Counting on mortality

Transfers will still be difficult to justify in the short term, but this could change as mortality assumptions are updated says John Lawson, head of pensions at Standard Life

The process has taken more than three years, having started with the actuarial profession failing to agree a satisfactory solution in 2005. They asked the government to implement a statutory solution to the basis for calculating defined benefit transfer values for early leavers. Draft regulations were published in August 2007 and, after further consultation the final regulations emerged in April, and are due to come into force on October 1.

The government has made some changes to the draft but the substance of these regulations remains the same; trustees are responsible for the basis upon which transfer values are calculated. The regulations state that the cash equivalent should be calculated on an “actuarial basis” and should reflect the amount held within the scheme to provide for the member’s accrued benefits. This includes any options that might increase the value of the members’ benefits, and the value of any discretionary benefits where payment of such has become an established custom.

In determining the assumptions used in the calculation, the trustees must asess the economic, financial and demographic criteria, having taken advice from the scheme actuary. The discount rate used should reflect the scheme’s investment strategy. But will they result in fairer transfer values?

The typical experience of corporate advisers is that transfer values are insufficient when invested in a money purchase scheme, to match the value of the benefits given up. In many cases, the annualised return, or critical yield, required is usually in double rather than single digits. With a future inflation rate of 4 per cent or less, long-run rates of return, even from equities, are unlikely to exceed 10 per cent. This means that advisers are unlikely to recommend that their clients proceed with a transfer except in odd cases. For example, where the member is in poor health and improved death benefits result from a transfer to a personal pension.

At the moment, transfer values are calculated by the scheme actuary with reference to actuarial guidance note 11 (GN11). But in shifting responsibility to the trustees, the outcome is unlikely to differ significantly from today. Trustees will still seek advice from actuaries, and actuaries are unlikely to have changed their views just because the trustee now carries the can rather than them directly.

If transfer values continue to require double digit rates of return to match the value of the benefits surrendered, and transfer values are a fair reflection of the amount held to provide the benefits (as required by these regulations), that suggests schemes are also relying on what look like unachievable rates of return in order to pay the promised benefits.

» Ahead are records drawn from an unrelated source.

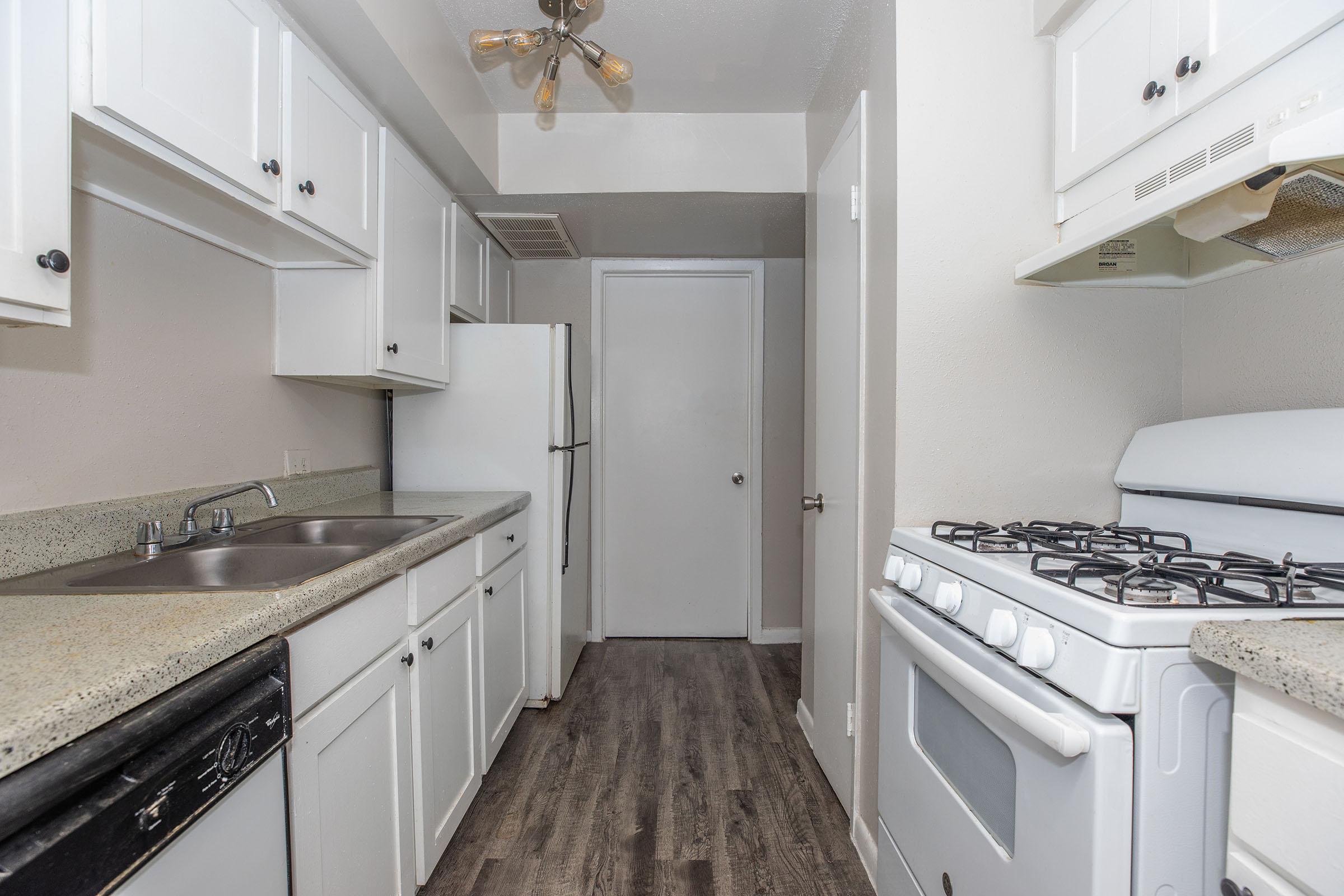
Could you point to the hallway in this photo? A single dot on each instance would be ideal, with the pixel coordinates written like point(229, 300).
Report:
point(671, 767)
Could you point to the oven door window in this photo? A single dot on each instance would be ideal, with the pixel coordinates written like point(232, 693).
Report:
point(971, 757)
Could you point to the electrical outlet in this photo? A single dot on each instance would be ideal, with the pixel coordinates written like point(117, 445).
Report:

While many schemes are said to be back in surplus, that assertion should be taken with a bucketful of salt. Other reports have disclosed that defined benefit schemes use a wide range of rates of expected return on equities and that longevity is underestimated. The Lane Clark and Peacock Accounting for Pensions 2007 survey shows that the most frequent life expectancy assumption is for current male pensioners to die in the range 83 to 85.

Compare that to the age 88 to 90 that insurers use for the expected lifespan of male annuitants and you realise that something is amiss.

However, if defined benefit schemes were to make more realistic mortality assumptions, those surpluses would quickly become deficits.

So, realistic assumptions are unlikely to happen overnight, but the Pensions Regulator is now beginning to push schemes in that direction.

Transfer values will not improve in the short-term but, if the regulator continues to turn the scheme funding screw, the amounts offered should gradually increase.

Defined benefit schemes and their sponsoring employers are therefore likely to continue offering inducements to deferred members to transfer out. HMRC effectively killed off cash-in-hand payments in January 2007 when it announced that these would be subject to both income tax and national insurance. But increasing the transfer value is still a realistic option and is allowed for under these new regulations.

Ex-members cannot reach their own conclusion about whether the offer on the table is good value or not, because complex considerations are involved. Financial advice will therefore be necessary and advisers who become aware of any scheme paying inducements should offer their services to the trustees.